I agreed, thanked her again, and that was it.

A month passed. I'd forgotten about it. Then, a couple of weeks ago, Sarah stopped me at the studio one evening before my drawing class and said, "Barbara left this big bag of stuff for you."

"Oh, yeah, that's my consolation prize," I told her, and explained about the DVD showing that wasn't going to happen. "Where is it?"

"On your shelf in there." Sarah waved at the supply room.

I retrieved the bag and opened it up. It wasn't supplies this time. It looked like old file folders of some kind...



"Oh, my God," I choked out. "Sarah, come look at this. Did you know what all this stuff is?"



Sarah came over from her desk and drew in her breath as sharply as I had. "This... Barbara painted these? What are they?"



"Model sheets. Cels. Background paintings."



Sarah shook her head in disbelief. "Are these... these must be worth a lot of money."



"I don't know. I guess it would depend on the collector market. This stuff from She-Ra, yeah, probably." We were both speaking in hushed tones despite being alone in the place. Just from awe.

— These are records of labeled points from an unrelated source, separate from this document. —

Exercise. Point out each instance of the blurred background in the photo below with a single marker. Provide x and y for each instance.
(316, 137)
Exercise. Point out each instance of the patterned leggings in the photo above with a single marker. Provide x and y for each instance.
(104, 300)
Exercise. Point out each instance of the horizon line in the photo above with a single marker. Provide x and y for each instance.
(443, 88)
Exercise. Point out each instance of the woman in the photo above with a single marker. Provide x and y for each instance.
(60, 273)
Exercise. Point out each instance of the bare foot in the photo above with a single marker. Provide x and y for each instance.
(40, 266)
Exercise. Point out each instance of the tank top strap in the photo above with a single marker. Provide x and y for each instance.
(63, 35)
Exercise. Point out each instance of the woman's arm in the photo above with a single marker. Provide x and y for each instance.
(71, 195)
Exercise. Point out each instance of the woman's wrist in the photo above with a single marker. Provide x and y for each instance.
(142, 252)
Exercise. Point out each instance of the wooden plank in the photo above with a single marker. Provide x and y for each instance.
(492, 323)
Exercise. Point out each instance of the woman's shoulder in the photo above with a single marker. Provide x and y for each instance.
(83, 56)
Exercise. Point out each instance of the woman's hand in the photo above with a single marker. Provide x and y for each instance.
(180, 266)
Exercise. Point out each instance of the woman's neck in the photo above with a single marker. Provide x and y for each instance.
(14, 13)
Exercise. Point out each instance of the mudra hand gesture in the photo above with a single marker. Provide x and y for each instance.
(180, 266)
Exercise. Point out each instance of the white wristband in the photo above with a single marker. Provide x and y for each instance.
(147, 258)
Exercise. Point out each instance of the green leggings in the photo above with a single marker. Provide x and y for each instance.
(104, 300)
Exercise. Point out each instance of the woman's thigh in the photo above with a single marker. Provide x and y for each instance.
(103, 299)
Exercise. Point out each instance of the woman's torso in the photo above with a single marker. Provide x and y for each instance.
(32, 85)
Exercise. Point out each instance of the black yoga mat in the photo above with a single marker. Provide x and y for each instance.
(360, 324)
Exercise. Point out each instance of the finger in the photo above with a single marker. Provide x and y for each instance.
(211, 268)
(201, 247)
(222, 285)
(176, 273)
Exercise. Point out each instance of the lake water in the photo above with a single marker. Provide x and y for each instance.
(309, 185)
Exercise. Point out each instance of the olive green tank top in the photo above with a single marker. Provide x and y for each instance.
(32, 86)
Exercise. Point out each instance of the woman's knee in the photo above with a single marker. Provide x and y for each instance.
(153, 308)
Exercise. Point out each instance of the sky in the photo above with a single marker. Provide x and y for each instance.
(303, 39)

For a while we were silent, just looking through all of it. There was a lot.



Most of the pile appeared to be from She-Ra, but there was also a fair amount of stuff from Archie's TV Funnies, some Legend of BraveStarr... and a lot of it I didn't even have a guess.



Finally I muttered, disbelievingly, "I can't believe she let all this stuff go. This has to be a mistake."



"There's a note, too," Sarah pointed out.

It read: Greg -- I couldn't find the pile of work I'd set aside for you and your students, so I put together this package instead, hope you and the kids can get some use out of it. Best, Barbara.

I took a few photos to put up here for you all, but I assure you this is barely a fraction of what was in the bag.



The pile was an inch and a half thick. Cels, backgrounds, color guides, model sheets, even file copies of old theatre one-sheets for the films Barbara worked on.

So if we couldn't have Barbara do the guest spot, well, this was a hell of a consolation prize.

The more I think about it, the better I like it. I think it's better that these paintings will live on as demo pieces in a classroom, enjoyed by the next generation of cartoonists, than for them to be gathering dust in a box in Barbara's garage. Or even if they ended up framed on the wall of some eBay auction winner. She wanted them used in a classroom and I resolved that would be what I did.

I sent Barbara an effusive thank-you note, but she deserves a more public acknowledgment of her awesomeness. And here it is.

*

I still hate September prep and all its attendant craziness. But it has to be said -- occasionally, you get a nice surprise, too.